The COVID-19 pandemic prompted a migration of the American workforce – a migration to the home office. Like many organizations at the time, local governments moved quickly to mobilize a remote workforce.
In this rush, they may have opened themselves to security vulnerabilities. In 2020, 79 ransomware attacks were carried out against U.S. government agencies, costing $18.9 billion in downtime and recovery costs. That same year, nearly half of all global ransomware attacks were aimed against municipalities.
As virtual work became the new normal, entire industries across private and public sectors were vexed by a troubling question: how to mitigate cybersecurity risk with so much of the workforce dialing in from home?
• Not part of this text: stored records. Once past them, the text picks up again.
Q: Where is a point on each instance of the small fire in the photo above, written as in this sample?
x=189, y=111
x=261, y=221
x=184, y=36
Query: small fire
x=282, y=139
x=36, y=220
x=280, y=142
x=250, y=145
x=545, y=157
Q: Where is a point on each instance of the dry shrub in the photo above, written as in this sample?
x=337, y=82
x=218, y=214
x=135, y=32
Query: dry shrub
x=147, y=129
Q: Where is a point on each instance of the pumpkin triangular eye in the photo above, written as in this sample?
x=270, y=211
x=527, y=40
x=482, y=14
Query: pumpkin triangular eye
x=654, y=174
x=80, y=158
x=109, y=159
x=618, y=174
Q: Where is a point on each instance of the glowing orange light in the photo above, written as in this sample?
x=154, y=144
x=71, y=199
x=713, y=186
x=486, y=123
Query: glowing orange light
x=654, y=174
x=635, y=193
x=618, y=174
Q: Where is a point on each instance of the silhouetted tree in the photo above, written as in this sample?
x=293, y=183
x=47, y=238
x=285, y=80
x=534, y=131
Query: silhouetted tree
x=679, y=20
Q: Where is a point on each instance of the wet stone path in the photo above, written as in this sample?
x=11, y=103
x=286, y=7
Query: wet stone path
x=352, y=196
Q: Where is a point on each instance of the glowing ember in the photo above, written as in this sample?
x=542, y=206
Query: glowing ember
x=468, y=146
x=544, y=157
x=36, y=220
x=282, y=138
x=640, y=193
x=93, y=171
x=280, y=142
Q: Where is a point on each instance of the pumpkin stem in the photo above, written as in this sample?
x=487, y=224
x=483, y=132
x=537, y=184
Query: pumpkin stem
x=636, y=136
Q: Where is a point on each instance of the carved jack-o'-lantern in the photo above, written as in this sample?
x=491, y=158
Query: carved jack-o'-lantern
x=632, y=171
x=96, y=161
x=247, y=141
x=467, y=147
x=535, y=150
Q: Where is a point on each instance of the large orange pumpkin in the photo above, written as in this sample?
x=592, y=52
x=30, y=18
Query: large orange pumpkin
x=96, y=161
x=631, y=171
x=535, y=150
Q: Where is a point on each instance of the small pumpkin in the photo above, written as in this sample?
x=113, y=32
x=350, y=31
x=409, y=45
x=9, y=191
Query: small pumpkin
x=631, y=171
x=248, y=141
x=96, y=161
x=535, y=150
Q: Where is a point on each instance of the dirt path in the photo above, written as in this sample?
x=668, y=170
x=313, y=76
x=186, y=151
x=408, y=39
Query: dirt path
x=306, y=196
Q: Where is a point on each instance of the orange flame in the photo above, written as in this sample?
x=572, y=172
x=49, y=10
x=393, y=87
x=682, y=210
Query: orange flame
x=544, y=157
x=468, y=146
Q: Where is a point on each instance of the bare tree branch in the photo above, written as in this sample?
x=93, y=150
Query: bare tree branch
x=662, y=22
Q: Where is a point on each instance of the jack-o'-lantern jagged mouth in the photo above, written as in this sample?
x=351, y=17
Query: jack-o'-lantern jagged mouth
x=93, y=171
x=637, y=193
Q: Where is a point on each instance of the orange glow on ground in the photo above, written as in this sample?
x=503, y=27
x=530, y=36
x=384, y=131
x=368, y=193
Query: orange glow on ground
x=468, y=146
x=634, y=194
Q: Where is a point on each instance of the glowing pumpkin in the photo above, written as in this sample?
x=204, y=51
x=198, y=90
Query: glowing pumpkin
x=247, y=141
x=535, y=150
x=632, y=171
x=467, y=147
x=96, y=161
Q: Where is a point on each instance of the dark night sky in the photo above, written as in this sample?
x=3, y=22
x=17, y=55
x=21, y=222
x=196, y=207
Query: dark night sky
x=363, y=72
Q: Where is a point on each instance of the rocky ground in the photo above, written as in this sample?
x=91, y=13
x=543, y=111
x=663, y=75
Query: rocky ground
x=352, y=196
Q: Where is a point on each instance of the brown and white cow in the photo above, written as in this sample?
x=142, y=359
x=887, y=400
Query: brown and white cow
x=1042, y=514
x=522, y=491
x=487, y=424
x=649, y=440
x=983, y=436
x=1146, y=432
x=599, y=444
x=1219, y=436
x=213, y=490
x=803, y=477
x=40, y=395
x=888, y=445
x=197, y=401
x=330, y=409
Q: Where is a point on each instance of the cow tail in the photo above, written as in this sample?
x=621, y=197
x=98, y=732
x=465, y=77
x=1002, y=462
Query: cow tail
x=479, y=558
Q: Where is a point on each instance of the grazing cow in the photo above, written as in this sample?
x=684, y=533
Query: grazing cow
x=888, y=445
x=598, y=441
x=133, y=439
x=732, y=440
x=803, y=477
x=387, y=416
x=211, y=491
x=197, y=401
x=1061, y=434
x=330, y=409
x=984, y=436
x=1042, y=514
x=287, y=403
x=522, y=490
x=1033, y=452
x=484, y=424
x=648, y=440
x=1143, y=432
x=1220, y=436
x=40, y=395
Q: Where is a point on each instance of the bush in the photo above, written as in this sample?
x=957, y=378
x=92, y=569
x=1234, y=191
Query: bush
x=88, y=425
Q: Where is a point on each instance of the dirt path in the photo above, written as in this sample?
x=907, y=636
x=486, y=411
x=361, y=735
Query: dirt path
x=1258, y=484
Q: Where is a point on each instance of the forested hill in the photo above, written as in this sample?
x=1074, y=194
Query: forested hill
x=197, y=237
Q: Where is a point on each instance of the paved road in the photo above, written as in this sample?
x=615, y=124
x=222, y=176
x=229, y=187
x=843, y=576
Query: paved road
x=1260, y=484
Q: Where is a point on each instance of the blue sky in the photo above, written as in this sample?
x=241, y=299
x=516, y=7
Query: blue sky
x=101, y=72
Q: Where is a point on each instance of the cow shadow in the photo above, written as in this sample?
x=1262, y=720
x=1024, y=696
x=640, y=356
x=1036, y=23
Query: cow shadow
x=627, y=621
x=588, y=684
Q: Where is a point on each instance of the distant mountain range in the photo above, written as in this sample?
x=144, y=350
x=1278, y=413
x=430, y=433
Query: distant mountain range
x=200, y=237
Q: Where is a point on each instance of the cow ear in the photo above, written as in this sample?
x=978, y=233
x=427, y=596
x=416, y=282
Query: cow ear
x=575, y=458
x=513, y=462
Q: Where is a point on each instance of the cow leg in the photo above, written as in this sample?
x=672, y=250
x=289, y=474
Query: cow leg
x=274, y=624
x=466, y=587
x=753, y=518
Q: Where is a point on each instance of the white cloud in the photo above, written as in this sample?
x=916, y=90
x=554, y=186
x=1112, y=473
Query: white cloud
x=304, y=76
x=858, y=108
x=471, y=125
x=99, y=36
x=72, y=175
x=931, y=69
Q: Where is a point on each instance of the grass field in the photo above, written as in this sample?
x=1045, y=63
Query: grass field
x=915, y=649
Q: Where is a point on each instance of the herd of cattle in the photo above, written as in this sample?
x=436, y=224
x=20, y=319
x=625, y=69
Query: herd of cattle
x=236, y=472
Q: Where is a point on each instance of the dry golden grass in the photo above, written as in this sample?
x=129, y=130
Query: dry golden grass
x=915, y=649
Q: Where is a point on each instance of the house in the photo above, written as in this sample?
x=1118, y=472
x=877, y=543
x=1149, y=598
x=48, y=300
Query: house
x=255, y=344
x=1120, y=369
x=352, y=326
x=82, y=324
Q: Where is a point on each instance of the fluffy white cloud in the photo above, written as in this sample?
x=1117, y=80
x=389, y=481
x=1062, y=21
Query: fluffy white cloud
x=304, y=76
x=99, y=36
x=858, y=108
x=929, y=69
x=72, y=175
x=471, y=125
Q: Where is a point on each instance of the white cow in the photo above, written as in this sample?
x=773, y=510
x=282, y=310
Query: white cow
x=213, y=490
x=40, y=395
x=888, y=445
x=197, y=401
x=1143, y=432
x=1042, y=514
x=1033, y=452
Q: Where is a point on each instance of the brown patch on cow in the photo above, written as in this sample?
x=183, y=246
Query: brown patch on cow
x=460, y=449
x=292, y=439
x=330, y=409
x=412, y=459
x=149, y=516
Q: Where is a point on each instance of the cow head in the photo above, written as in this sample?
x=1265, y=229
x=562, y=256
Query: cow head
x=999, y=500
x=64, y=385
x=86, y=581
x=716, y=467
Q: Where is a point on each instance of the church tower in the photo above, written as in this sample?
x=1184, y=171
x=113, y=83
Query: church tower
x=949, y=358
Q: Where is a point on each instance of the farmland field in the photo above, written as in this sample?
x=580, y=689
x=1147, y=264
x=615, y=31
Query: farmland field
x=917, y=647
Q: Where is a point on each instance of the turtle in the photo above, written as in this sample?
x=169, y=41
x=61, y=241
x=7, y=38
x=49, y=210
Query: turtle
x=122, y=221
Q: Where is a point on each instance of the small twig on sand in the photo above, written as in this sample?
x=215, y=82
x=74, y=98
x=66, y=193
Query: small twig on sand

For government agencies looking to shore up their cybersecurity for remote work, these five steps will help to reduce risk and keep their employees, devices and systems safe:
1. Build a Remote Work Policy
When in-office work vaporized practically overnight, government agencies found themselves developing remote work policies after employees had already started working from home. This cart-before-the-horse approach may have been unavoidable during this unprecedented health emergency. However, it resulted in policies that addressed the workaround aspect of new arrangements already in place rather than with a security-first mindset.
To harden their virtual tools and applications, governments should prioritize building remote work policies with an eye toward evaluating current security capabilities and determining use cases. In addition to outlining specific security guidelines, a strong remote work policy will help identify the biggest risks, what each employee needs to be productive and what solutions enable secure virtual work.
2. Train and Retrain Employees
Educating employees about potential risks is paramount to maintaining secure systems. In a recent survey of IT security professionals, 72% said employees believe they are adequately protected and/or are too small to be a target for attackers.
Unfortunately, a divide exists between perceived risk and actual risks – the FBI reports that local governments were the second most targeted group behind academia, and the top modes of attack were phishing emails and exploitation of vulnerabilities in hardware and software.
To close this divide, governments should implement user training programs that include how to recognize signs of malware or a phishing scam, examine links and attachments before opening and employ a strong password management strategy.
Ongoing training exercises will deepen employee understanding of risks and ensure appropriate responses to suspicious activity. Additionally, security guidelines outlined in the remote work policy should be shared and enforced across the organization so everyone is working from the same security-first mindset.
3. Back Up Data
One of the best ways to avoid data loss due to any catastrophic event – whether a cyberattack, natural disaster or server crash – is by creating a data backup plan. In fact, a robust backup plan, like the one adopted by Yuba County, California, is one of the easiest and most cost-effective precautions that local governments can take to mitigate the risks of a cybersecurity incident.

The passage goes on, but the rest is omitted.